Avant 1945, la pensée de l'agir, que nous nommons aujourd'hui stratégique, s'identifiait à la pensée militaire. Elle se réduisait aux opérations mentales et aux doctrines intéressant la préparation et la conduite des opérations des armées en campagne. Les théoriciens d'alors pouvaient s'aventurer à spéculer sur la philosophie de la guerre et sur la relation entre celle-ci et la politique, à disputer sur les parts respectives de la sciences et de l'art dans la pratique guerrière, etc. Mais, en fin d'analyse et de leur propre aveu, toutes ces réflexions étaient déterminées par et s'ordonnaient autour d'une pensée centrale : celle du combat, de la production des effets physiques de mort et de destruction dans le duel réel des forces armées. La pensée de l'agir se réduisait aux computations et décisions des actants opérant aux niveaux tactico-technique et stratégie opérationnelle (plus exactement, opératique) de notre actuelle structure politico-stratégique. Quant à la stratégie des moyens, son concept n'existait pas et la conception des armements était l'affaire de bureaux techniques spécialisés, parties intégrantes des armées.

C'est dire que, pour un observateur extérieur au système militaire, la pensée de l'agir et les doctrines relevaient de la seule compétence des experts militaires.
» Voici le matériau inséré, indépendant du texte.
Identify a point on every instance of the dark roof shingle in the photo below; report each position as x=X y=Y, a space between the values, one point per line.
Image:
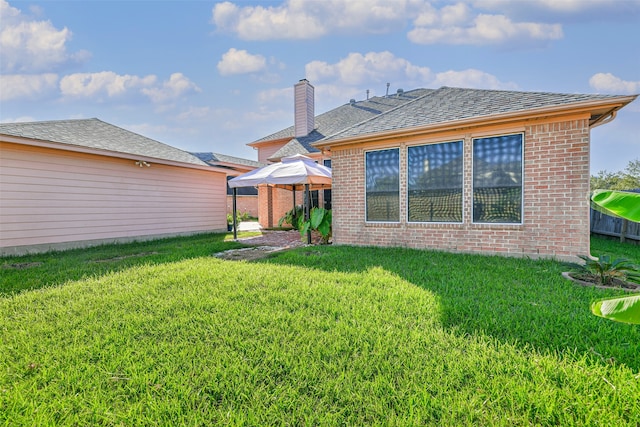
x=449 y=104
x=96 y=134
Combattre et conduire les opérations d'armées en campagne impliquaient un savoir de praticiens formés à des procédés qui, même s'ils étaient unifiés par des règles d'économie et des principes généraux (les principes de la guerre), se fondaient sur les leçons d'une expérience répétitive. En bref, pour l'observateur "civil" suivant en cela la tradition platonicienne, la pensée de l'agir militaire était une pensée technicienne et le domaine réservé à la profession des armes.

Sociologiquement, la dimension technique d'une pensée stratégique réduite à celle de la guerre ne favorisait donc pas l'immixtion des stratégistes académiques dans le champ intellectuel des professionnels. Ils n'étaient pas suffisamment informés sur le détail de la pratique tactique et opérationnelle pour rivaliser avec les actants dont le travail d'analyse et de critique se développait à l'intérieur de leur cercle fermé : le grand état-major allemand le fit bien voir à Delbrück... Pour que change radicalement cette relation aliénante entre le stratégiste et le stratège, il ne fallait rien de moins qu'une catastrophe : la coupure provoquée, dans la pensée praxéologique, par une révolution technique si puissante que, bien en amont des stratégies opérationnelle et des moyens, elle induisait le politique à énoncer en termes nouveaux les éternels problèmes posés par la fonction de la violence armée dans la dynamique socio-politique. Mieux : la nature aberrante du risque nucléaire affectait si profondément et universellement les sensibilités et les consciences qu'elles ne se croyaient plus autorisées à déléguer au politique, comme naguère, le droit et le pouvoir de décider la guerre sur la seule considération des intérêts traditionnels.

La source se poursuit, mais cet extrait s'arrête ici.